Eingang zur Studiensammlung Kern am Schlösslirain

Nach über 170 Jahren schliesst die Firma Kern & Co. AG Aarau. Damit endet 1991 eine einzigartige Industriegeschichte. Dank der Initiative einer Gruppe weitsichtiger Mitarbeiter ging im Jahre 1988 eine wertvolle Sammlung historischer Instrumente und Geräte, Geschäfts- und Entwicklungsakten, Zeichnungssätzen, Produktions- und Werbemitteln an das Stadtmuseum Aarau.

Die "Sammlung Kern" als Nachlass einer einstmals erfolgreichen, weltweit tätigen Industriefirma ist ein wichtiger Bestandteil der Geschichte technischer und industrieller Kultur. Nach einer umfassenden Renovation der Räumlichkeiten der Zivilschutzanlage beim Stadtmuseum Aarau ist die Studiensammlung Kern seit 2009 der Öffentlichkeit zugänglich.

200 Jahre Kern - Y. Leica Aarau - Hexagon Metrology (ab 1991)

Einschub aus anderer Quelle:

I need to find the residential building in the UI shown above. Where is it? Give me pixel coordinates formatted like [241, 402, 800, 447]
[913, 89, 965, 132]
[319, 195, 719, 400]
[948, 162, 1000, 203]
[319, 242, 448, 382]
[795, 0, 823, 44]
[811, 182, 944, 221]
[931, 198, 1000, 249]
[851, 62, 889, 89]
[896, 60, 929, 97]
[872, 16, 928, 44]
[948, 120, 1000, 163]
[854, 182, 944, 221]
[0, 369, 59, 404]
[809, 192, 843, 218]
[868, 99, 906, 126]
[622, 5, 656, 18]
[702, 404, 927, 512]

Hexagon Metrology Precision Center Aarau-West

Nach der Übernahme von Kern durch die Wild-Leitz-Gruppe im Mai 1988 und die Neuorientierung der Geschäftsfelder (Schwerpunkte von Kern: Photogrammetrie Geoinformationssysteme (GIS), Industriemesstechnik, Sonderprodukte) konnte der Betrieb im Schachen - wenn auch mit reduziertem Personalbestand - weiter geführt werden. 1989 wurde im Zuge der Umfirmierung der Wild-Leitz-Gruppe in Leica die Kern Aarau AG in Leica Aarau AG umbenannt. Im Januar 1991 wurde innerhalb des Leica-Konzerns über eine konzernweite, grössere Umstrukturierung mit einem massiven Abbau von Produktelinien und Produktionsstäten informiert. Im Rahmen dieser Massnahmen wurde unter anderem der Betrieb im Aarauer Schachen Mitte 1991 geschlossen. Eine kleine Gruppe (Entwicklung und Marketing) für die Produktbereiche Photogrammetrie, GIS und Industriemesstechnik wurde in ein Logistikgebäude in Unterentfelden (Leica PMU - Photogrammetry&Metrology Unterentfelden) verschoben. Dieser Standort ist noch heute (2019) als Teil der "Hexagon Metrology" im Bereich Industriemesstechnik aktiv und erfolgreich als "Hexagon Metrology Precision Center Aarau-West" tätig.